Non si consideravano dei profughi che stavano per cominciare una nuova vita in occidente. Volevano approfittare di un’occasione per vedere l’occidente, dove sarebbero stati al sicuro se le cose fossero andate a finire male in Germania Est, ma la maggior parte di loro era assolutamente convinta di tornare a casa nel giro di un anno, in una Germania Est democratica.

Sull’aereo che mi avrebbe riportato a casa cominciai a scrivere un articolo in cui paragonavo il regime comunista della Germania Est a un personaggio dei cartoni animati che si era spinto oltre il ciglio di un precipizio ma non sarebbe caduto finché non avesse guardato in basso. Appena atterrato prenotai un biglietto per tornare a Berlino a fine ottobre. Giusto in tempo per una grande festa.

Quello che stupì tutti fu il modo in cui il vecchio sistema crollò. Questa straordinaria nuova tecnica di rivoluzione non violenta aveva funzionato bene in Asia a partire dal 1986, nelle Filippine, in Thailandia, in Corea del Sud, e in Bangladesh, ma rovesciare un regime comunista appariva un’impresa molto più pericolosa e incerta, soprattutto dopo piazza Tiananmen.

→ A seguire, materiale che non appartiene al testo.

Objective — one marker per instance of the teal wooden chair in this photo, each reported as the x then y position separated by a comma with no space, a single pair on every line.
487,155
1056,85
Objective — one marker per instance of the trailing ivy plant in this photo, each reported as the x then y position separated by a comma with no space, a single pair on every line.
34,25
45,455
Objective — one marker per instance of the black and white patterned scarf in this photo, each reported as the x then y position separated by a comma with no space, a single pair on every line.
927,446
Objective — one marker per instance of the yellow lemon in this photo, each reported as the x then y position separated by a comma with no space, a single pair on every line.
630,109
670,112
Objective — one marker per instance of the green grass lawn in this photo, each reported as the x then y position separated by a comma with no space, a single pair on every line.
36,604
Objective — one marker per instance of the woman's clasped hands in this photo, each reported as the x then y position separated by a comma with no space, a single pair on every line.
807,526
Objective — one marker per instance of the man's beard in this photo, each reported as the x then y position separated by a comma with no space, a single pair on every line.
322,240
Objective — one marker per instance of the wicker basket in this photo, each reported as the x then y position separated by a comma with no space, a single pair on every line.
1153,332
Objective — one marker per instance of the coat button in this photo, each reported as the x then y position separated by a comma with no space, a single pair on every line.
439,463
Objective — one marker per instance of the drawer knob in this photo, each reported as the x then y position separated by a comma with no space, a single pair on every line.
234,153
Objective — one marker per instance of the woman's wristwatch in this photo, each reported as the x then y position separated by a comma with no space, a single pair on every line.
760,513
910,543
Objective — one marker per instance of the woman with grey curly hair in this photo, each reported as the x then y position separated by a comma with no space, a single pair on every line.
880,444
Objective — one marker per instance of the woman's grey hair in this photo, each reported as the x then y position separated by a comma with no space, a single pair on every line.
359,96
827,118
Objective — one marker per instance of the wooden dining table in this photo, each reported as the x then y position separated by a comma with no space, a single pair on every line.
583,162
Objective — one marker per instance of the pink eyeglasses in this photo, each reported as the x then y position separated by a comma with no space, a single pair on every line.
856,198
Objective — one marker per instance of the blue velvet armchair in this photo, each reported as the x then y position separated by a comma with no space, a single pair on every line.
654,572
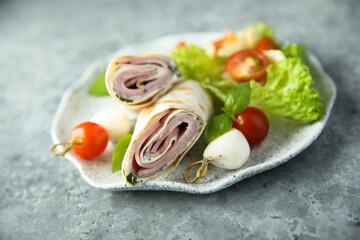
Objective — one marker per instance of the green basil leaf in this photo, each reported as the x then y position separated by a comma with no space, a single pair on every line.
237,99
98,87
119,152
217,126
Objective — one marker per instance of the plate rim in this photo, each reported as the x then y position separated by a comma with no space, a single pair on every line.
178,186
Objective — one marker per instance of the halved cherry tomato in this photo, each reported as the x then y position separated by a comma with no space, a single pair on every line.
92,139
246,65
265,43
253,123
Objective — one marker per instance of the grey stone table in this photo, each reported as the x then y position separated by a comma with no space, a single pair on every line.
46,45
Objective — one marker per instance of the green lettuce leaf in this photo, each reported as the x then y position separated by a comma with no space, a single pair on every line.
287,92
98,87
119,152
195,64
294,50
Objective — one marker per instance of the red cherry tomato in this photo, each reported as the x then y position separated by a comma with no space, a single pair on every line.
246,65
253,123
93,140
265,43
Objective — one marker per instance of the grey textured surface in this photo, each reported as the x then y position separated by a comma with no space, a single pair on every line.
45,46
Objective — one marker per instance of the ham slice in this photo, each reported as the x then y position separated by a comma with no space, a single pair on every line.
165,131
138,81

La festa fu così grande perché tutti erano sollevati per la facilità con cui si erano svolte le cose. Non ne potevano più dei gretti e noiosi comunisti che dominavano le loro vite, ed erano stanchi di essere poveri, ma nessuno voleva morire in una rivoluzione vecchio stile. Eppure l’ideologia comunista obbligava i fedeli a scatenare una guerra civile piuttosto che cedere il potere in modo pacifico.

Perciò quando si scoprì che la non violenza funzionava anche contro i comunisti, almeno in Europa, le persone pensarono giustamente di essere state molto fortunate. Per di più era sparita anche la minaccia di una terza guerra mondiale nucleare. Un quarto di secolo dopo la vecchia Nato continua ad arrancare cercando opportunità di lavoro ovunque si presentino, ma è diventata simile al suono di una sola mano che applaude.

In posti come la Romania e la Russia ci sarebbero stati problemi in seguito, ma nel complesso si trattò di una rivoluzione radicale e straordinariamente pacifica in una parte del mondo che non era certo famosa per le sue transizioni pacifiche. Perciò, passati i festeggiamenti a Berlino, affittai un’automobile e guidai fino a Varsavia per vedere come se la stava cavando il nuovo governo postcomunista in Polonia.

Parcheggiai davanti alla sede di un ministero su Nowy Świat, e mentre ero dentro per intervistare il ministro qualcuno forzò la mia auto e mi rubò la valigia, in cui c’erano tutti i nastri delle interviste fatte a Berlino e il pezzo di muro che volevo portare a casa per regalarlo a mia figlia. I soldati che marciavano su e giù all’interno della recinzione avevano visto tutto, ma spiegarono che il loro lavoro non era fermare i ladri.

Perciò denunciai il furto alla polizia per intascare l’assicurazione, spiegando che se avessero visto un uomo ben vestito che zoppicava vistosamente probabilmente era il ladro. Nella valigia che mi avevano rubato c’era l’abito che avevo indossato per intervistare i presidenti, ma avevo messo dentro per errore due scarpe sinistre. Loro non risero (dopo tutto erano stati addestrati dai comunisti) e mi diressi verso Praga per assistere alla successiva rivoluzione.